49

How do I generate a unique session id in Python?

tshepang
  • 12,111
  • 21
  • 91
  • 136
Alex
  • 43,191
  • 44
  • 96
  • 127

5 Answers5

79

UPDATE: 2016-12-21

A lot has happened in a the last ~5yrs. /dev/urandom has been updated and is now considered a high-entropy source of randomness on modern Linux kernels and distributions.
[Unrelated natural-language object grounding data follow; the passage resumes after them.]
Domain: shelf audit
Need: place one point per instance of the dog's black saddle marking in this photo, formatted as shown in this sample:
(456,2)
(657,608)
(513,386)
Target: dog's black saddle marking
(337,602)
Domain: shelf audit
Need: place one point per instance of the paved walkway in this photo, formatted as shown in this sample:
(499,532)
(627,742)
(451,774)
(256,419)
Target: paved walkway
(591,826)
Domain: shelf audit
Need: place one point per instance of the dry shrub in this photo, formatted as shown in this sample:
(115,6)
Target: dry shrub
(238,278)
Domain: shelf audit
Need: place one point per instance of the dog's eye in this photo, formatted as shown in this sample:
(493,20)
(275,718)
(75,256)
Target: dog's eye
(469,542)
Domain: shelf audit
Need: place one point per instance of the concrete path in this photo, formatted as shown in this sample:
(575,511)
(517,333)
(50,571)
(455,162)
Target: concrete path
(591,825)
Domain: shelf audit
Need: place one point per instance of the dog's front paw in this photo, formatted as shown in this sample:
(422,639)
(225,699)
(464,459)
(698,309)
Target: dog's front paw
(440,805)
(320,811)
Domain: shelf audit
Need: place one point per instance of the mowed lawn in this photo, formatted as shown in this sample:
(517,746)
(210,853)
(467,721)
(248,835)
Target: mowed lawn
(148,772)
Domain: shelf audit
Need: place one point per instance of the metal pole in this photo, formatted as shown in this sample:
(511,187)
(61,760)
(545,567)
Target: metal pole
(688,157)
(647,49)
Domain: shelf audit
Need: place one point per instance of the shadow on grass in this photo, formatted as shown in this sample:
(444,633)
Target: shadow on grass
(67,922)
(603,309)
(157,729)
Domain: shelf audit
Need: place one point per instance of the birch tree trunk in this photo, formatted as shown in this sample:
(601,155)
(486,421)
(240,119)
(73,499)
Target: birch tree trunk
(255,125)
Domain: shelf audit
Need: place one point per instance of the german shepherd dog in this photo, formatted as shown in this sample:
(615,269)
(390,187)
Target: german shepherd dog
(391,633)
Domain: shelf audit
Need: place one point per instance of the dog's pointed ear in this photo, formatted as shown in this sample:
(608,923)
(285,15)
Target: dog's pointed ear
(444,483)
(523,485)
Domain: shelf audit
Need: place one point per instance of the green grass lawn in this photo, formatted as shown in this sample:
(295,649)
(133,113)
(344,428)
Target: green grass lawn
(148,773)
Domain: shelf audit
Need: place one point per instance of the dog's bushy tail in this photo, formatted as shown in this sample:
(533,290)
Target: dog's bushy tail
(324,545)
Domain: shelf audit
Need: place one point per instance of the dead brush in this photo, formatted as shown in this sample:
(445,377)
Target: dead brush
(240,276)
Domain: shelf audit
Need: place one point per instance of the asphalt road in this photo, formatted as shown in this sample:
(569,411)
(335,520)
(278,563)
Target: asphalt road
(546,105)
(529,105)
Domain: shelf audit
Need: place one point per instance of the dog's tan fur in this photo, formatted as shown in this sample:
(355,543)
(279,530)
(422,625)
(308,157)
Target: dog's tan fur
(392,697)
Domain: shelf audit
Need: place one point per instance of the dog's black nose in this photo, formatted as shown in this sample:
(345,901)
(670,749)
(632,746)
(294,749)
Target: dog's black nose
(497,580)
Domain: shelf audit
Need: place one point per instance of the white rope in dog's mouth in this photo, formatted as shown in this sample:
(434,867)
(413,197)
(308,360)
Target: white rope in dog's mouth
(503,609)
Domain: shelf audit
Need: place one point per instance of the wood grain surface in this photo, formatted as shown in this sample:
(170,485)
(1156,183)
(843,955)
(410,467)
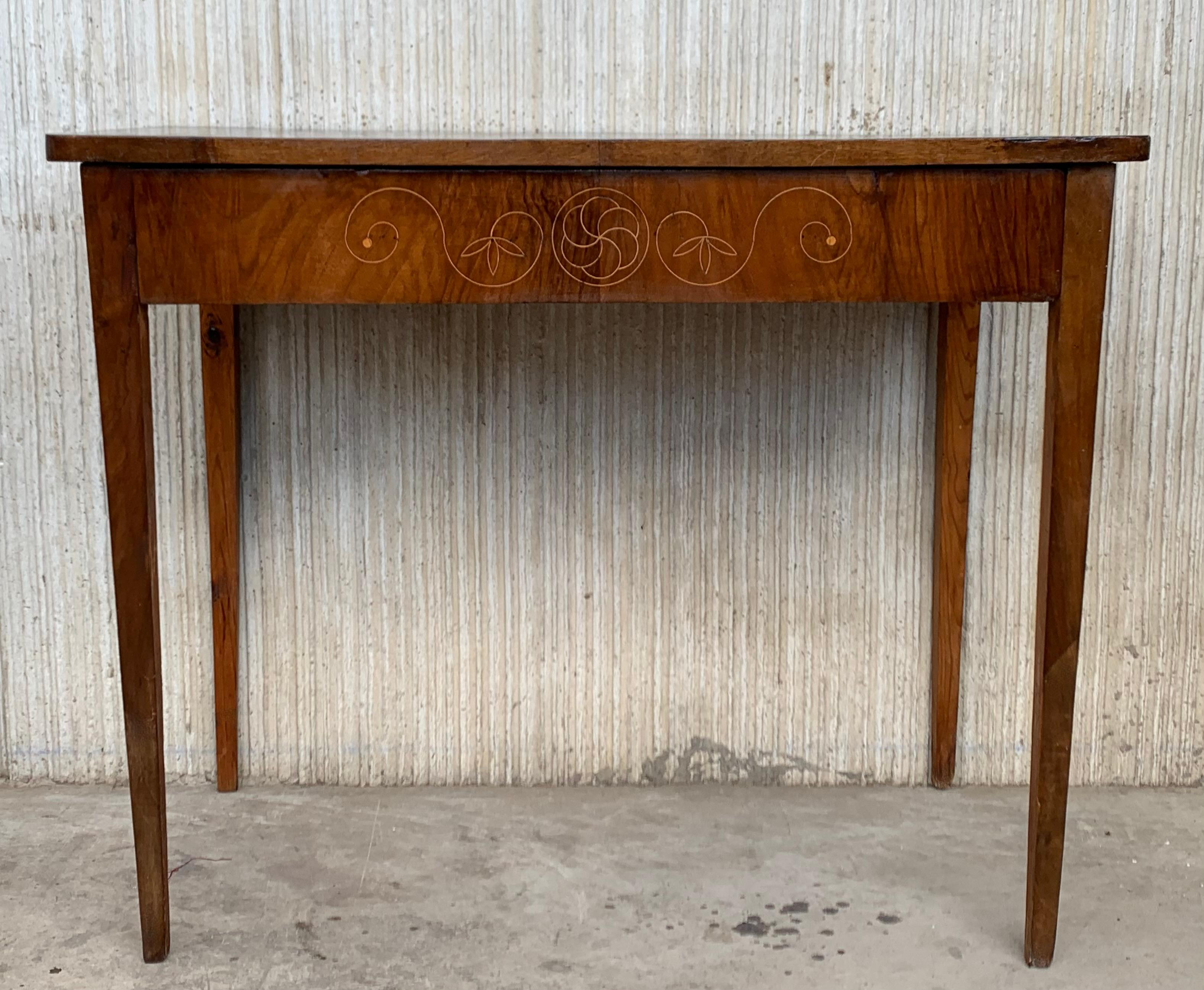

In the last 6mo we've seen entropy starvation on a Linux 3.19 kernel using Ubuntu, so I don't think this issue is "resolved", but it's sufficiently difficult to end up with low-entropy randomness when asking for any amount of randomness from the OS.


I hate to say this, but none of the other solutions posted here are correct with regards to being a "secure session ID."

# pip install M2Crypto
import base64, M2Crypto
def generate_session_id(num_bytes = 16):
    return base64.b64encode(M2Crypto.m2.rand_bytes(num_bytes))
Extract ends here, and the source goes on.